Now, that’s a tough pill to swallow, so Jesus tells us why it’s necessary. “For whoever would save his life will lose it, but whoever loses his life for my sake and the gospel’s will save it.” Counterintuitively, a disciple must give up his entire life to God in order to save it. Like the oil in the jar of the prophet’s widow (2 Kings 4:1–7), it can’t be renewed unless it’s entirely poured out. A disciple can’t hold back a few corners of his life for himself. He can’t play it safe. He must devote himself exclusively to his Lord, take risks for him, wear himself out with the Lord’s work. If he tries to hold back, he’ll give up the very life he’s been trying to keep for himself, because God will take it away from him.

You’ll lose your life if you try to keep it for yourself; you’ll save it if you let it go. Jesus explains this paradox: “For what does it profit a man to gain the whole world and forfeit his soul?” If you keep yourself back from God, it won’t be gain at all, even if you got all the approval and money and comfort and pleasure and self-esteem you could dream of. You’ll lose your soul, and you won’t be able to get it back. “For what can a man give in return for his soul?” Jesus asks, and the answer is, “Nothing.” All that honor and luxury you’ve gained won’t be enough to buy it back.

Why can’t you buy back your soul?
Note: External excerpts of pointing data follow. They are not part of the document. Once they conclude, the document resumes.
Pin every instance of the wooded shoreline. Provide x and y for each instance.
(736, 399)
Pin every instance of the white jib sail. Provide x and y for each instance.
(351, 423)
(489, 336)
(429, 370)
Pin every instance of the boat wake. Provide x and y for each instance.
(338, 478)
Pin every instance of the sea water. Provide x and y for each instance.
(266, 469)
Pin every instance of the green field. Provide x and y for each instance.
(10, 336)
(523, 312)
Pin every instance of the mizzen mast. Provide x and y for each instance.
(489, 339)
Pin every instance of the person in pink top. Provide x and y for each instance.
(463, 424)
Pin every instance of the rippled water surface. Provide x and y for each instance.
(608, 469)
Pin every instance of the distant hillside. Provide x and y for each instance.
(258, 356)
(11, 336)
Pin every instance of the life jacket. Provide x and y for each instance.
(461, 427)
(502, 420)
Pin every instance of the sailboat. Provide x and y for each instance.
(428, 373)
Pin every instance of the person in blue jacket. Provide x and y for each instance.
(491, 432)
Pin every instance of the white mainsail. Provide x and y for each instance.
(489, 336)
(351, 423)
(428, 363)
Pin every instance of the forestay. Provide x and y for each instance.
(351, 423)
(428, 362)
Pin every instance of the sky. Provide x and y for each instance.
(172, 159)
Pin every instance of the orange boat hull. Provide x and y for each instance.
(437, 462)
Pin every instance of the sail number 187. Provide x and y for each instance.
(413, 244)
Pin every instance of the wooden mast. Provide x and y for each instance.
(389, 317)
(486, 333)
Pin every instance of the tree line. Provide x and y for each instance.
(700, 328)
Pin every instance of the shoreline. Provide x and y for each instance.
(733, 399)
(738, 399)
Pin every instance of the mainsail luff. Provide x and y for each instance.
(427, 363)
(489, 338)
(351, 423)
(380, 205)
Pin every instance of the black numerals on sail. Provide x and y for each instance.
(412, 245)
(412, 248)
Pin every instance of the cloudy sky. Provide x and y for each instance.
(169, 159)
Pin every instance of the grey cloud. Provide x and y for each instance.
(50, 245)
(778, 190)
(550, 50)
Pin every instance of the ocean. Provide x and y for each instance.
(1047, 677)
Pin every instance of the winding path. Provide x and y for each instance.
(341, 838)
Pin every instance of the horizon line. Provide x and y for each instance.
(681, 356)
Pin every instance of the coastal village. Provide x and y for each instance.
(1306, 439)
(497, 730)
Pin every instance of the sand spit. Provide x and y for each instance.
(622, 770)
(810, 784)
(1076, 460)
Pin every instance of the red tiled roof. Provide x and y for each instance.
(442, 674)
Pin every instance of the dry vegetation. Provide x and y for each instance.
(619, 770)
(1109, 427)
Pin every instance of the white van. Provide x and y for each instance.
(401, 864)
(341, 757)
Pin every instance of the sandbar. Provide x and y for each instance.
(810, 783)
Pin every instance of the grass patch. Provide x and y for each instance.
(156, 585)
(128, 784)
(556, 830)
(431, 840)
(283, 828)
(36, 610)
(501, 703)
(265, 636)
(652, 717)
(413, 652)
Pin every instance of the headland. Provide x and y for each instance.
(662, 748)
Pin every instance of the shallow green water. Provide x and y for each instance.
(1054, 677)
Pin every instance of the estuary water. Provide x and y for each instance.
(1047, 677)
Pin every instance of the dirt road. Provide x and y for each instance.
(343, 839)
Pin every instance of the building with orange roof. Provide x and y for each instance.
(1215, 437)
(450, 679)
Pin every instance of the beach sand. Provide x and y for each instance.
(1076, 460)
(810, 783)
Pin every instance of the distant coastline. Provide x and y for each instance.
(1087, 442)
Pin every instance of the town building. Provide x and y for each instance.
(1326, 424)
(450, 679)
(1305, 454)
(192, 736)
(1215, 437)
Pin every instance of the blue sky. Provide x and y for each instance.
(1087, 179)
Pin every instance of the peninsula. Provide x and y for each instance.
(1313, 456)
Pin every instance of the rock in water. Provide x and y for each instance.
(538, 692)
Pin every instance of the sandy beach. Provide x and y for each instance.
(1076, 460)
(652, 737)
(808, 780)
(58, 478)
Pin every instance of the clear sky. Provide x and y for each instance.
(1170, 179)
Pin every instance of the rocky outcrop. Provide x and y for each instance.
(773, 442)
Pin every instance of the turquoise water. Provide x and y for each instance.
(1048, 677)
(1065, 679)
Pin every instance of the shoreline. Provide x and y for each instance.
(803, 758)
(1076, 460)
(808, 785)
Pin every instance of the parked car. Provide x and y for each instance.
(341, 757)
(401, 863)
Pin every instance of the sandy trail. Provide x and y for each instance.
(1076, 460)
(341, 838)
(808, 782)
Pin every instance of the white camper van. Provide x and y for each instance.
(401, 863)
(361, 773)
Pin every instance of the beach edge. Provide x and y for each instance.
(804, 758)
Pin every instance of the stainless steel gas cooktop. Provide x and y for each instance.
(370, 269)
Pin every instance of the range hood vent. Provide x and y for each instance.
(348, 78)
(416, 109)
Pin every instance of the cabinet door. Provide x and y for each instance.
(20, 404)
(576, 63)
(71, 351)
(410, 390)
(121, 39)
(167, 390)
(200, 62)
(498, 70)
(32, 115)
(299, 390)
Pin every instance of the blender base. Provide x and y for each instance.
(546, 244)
Jesus warns, “For whoever is ashamed of me and of my words in this adulterous and sinful generation, of him will the Son of Man also be ashamed when he comes in the glory of his Father with the holy angels.” You can’t buy your soul back because Jesus will be too embarrassed to be seen with you. He’ll be too ashamed to be around someone who prefers “this adulterous and sinful generation” to “the glory of his Father” and the presence of “the holy angels.” No amount of contaminated money or worthless prestige that you can offer will ever wallpaper over that shame. Jesus can’t be bribed.

But then, Jesus delivers a guarantee to the crowd. “Truly, I say to you, there are some standing here who will not taste death until they see the kingdom of God after it has come with power.” Jesus won’t allow you to buy your way into his kingdom; he offers it freely. And there are some in that crowd who will consider the cost and still choose to be his disciples. And three of them are about to catch a glimpse of the King with his veil removed and his glory revealed. This kingdom is of supreme worth, more valuable than any earthly kingdom.

So Jesus has come to submit himself to his Father’s will, and his disciples are called to do the same. If you tend to be a self-ambitious person, Jesus is warning you not to seek earthly glory but to submit to God, devote yourself to him, and in this way receive the glory of his kingdom. If you tend to be a lazy person, Jesus is warning you to stop holding back and to start pouring yourself out for God. Go all in. And then…then you’ll begin to see a radiant sliver of the glory that awaits you.